Clearing Up Some Conceptual Confusions About Conspiracy Theory Theorising, Matthew R. X. Dentith and Martin Orr

SERRC —  January 24, 2017 — 3 Comments

Author Information: Matthew R. X. Dentith, University of Bucharest,; Martin Orr, Boise State University,

Dentith, Matthew R. X. and Martin Orr. “Clearing Up Some Conceptual Confusions About Conspiracy Theory Theorising.” Social Epistemology Review and Reply Collective 6, no. 1 (2017): 9-16.

The PDF of the article gives specific page numbers. Shortlink:

 Please refer to:


Image credit: Jes, via flickr

In volume 5, issue 10 of this journal, we—along with five other conspiracy theory theorists (Lee Basham, David Coady, Kurtis Hagen, Ginna Husting, and Marius Raab)—took the authors of an opinion piece in Le Monde to task for advocating a cure to conspiracy theorising (Basham and Dentith 2016). The authors of that piece—Gérald Bronner, Véronique Campion-Vincent, Sylvain Delouvée, Sebastian Dieguez, Nicolas Gauvrit, Anthony Lantian, and Pascal Wagner-Egger—with the exception of Karen Douglas—have since replied with a lengthy response, in which they claim:

What “they” had in mind, as must be clear by now, was to study how people, on their own or under some external influence, think and come to endorse some beliefs about such things. That, “they” think, would need some data, rather than wishful thinking, ideological clamours or armchair reasoning (Dieguez et al. 2016, 32).

So, we (at least two of us) are glad we could be of service, helping them elicit their purpose from the opinion piece they penned for Le Monde. However, we think that the lengthy response they have written raises more questions about their project than answers. In this short reply we will look at three systemic issues in their response: misrepresenting the work of the scholars they are responding to; the naive nature of their scientific research project; and the worry they are engaged in special pleading.

Misrepresentation En Masse

A curious feature of their response is to try and make out that the authors and co-signatories of the response to the Le Monde piece are inconsistent, or even hypocritical. We take issue with that for two reasons.

The first issue is the simplest to explain: yes, some of the earlier work of the co-signatories (some of it ten years old) is no longer reflective of their current thinking. You would think that people changing their minds, or refining their views would be considered an academic virtue, but it seems we are expected to hold fast to outdated views, or toe certain disciplinarian lines. As is to be expected, any group of scholars is bound to advance work that, despite broad-based agreements, will provide evidence of differences in approaches and conclusions.

The second issue is that where our respondents try to make out that our work is inconsistent, they achieve that only by misrepresenting said work. The number of these errors in their piece are too numerous for this short response, so let us just point out four examples, ranging from the bizarre (yet oddly mundane) to the worrying.

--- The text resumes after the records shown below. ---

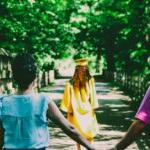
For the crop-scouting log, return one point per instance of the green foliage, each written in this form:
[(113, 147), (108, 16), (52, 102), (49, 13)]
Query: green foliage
[(117, 31)]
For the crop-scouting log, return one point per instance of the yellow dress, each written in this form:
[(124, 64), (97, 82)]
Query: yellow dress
[(80, 108)]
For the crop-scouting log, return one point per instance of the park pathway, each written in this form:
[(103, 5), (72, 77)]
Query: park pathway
[(114, 117)]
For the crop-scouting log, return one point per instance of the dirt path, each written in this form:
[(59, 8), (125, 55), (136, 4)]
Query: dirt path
[(114, 117)]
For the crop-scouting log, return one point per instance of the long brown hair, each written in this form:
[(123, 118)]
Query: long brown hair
[(81, 76)]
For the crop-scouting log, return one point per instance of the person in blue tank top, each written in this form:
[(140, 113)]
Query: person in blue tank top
[(23, 115)]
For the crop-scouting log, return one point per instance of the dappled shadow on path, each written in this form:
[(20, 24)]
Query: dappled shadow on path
[(114, 117)]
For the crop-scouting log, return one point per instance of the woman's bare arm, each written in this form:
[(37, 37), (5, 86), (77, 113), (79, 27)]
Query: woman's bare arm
[(133, 132)]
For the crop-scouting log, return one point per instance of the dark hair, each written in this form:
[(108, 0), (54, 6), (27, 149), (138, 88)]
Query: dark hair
[(24, 70)]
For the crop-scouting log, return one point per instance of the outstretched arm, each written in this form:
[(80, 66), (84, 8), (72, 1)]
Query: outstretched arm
[(55, 115), (133, 132)]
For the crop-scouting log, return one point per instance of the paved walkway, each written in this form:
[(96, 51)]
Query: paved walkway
[(114, 117)]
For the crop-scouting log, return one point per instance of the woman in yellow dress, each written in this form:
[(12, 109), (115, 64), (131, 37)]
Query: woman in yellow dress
[(79, 101)]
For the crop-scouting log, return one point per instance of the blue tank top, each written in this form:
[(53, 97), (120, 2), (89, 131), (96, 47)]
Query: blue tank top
[(24, 121)]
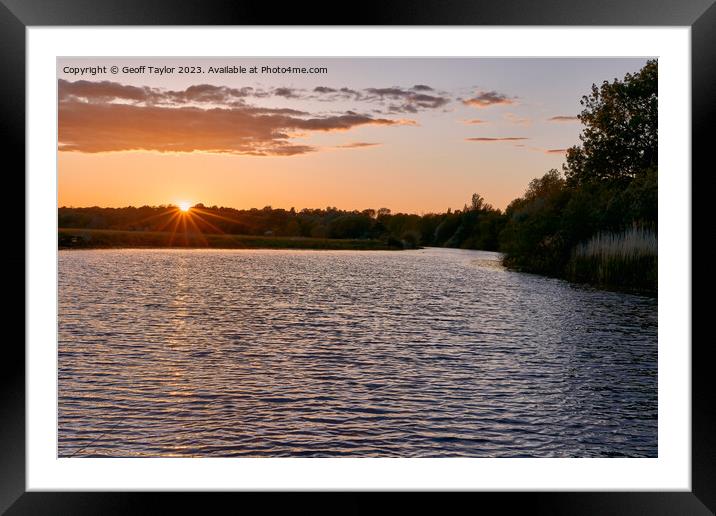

First, the mundane. They make much of the claim Lee Basham is the sole author of the co-signed letter, writing that ‘[Th]e article is referenced with Lee Basham as the sole author’ (Dieguez et al. 2016, 20). Yet, as is clear from the article itself, Matthew R. X. Dentith is listed as its co-author. This seems a simple mistake, but it is one that vexes them so much that they devote an entire footnote to what is an error in their collective reading of the piece.

More troubling is how they present our work. For example, they misrepresent one of the co-author’s work by claiming ‘Dentith seems very worried by those he calls “conspiracists”’ (Dieguez et al. 2016, 26). They seem to have missed section 7, ‘Stipulating Conspiracism’, where Dentith states quite clearly:

It might be also be the case that once we investigate Conspiracism, it turns out to be a fairly useless thesis, especially if it turns out there are not many (if any) conspiracists. However, if we are going to treat the thesis of Conspiracism seriously—and investigate it—we need to keep in mind that conspiracists are simply one kind of conspiracy theorist. The putative existence of such conspiracists does not tell us that belief in conspiracy theories generally is problematic. The question should be ‘When, if ever, is a conspiracy theorist a conspiracist?’ rather than presupposing that conspiracy theorists suffer from conspiracist ideation (Dentith, forthcoming).

‘When, if ever’ are hardly the words of someone who is vexed or troubled by the existence of conspiracists.

This is not the only example of such misrepresentation. Another of our works, a piece co-written by Ginna Husting and Martin Orr, gets similar treatment. Rather than attempting to ‘delegitimize the claims of alien believers’ (Dieguez et al. 2016, 26), Husting and Orr write:

While it is tempting to argue that Hofstadter is simply pointing to certain claims and claimants who seem truly misguided—for example, those who argue that aliens walk among us—this conclusion neglects a fundamentally important process (Husting and Orr 2007, 140 [emphasis added]).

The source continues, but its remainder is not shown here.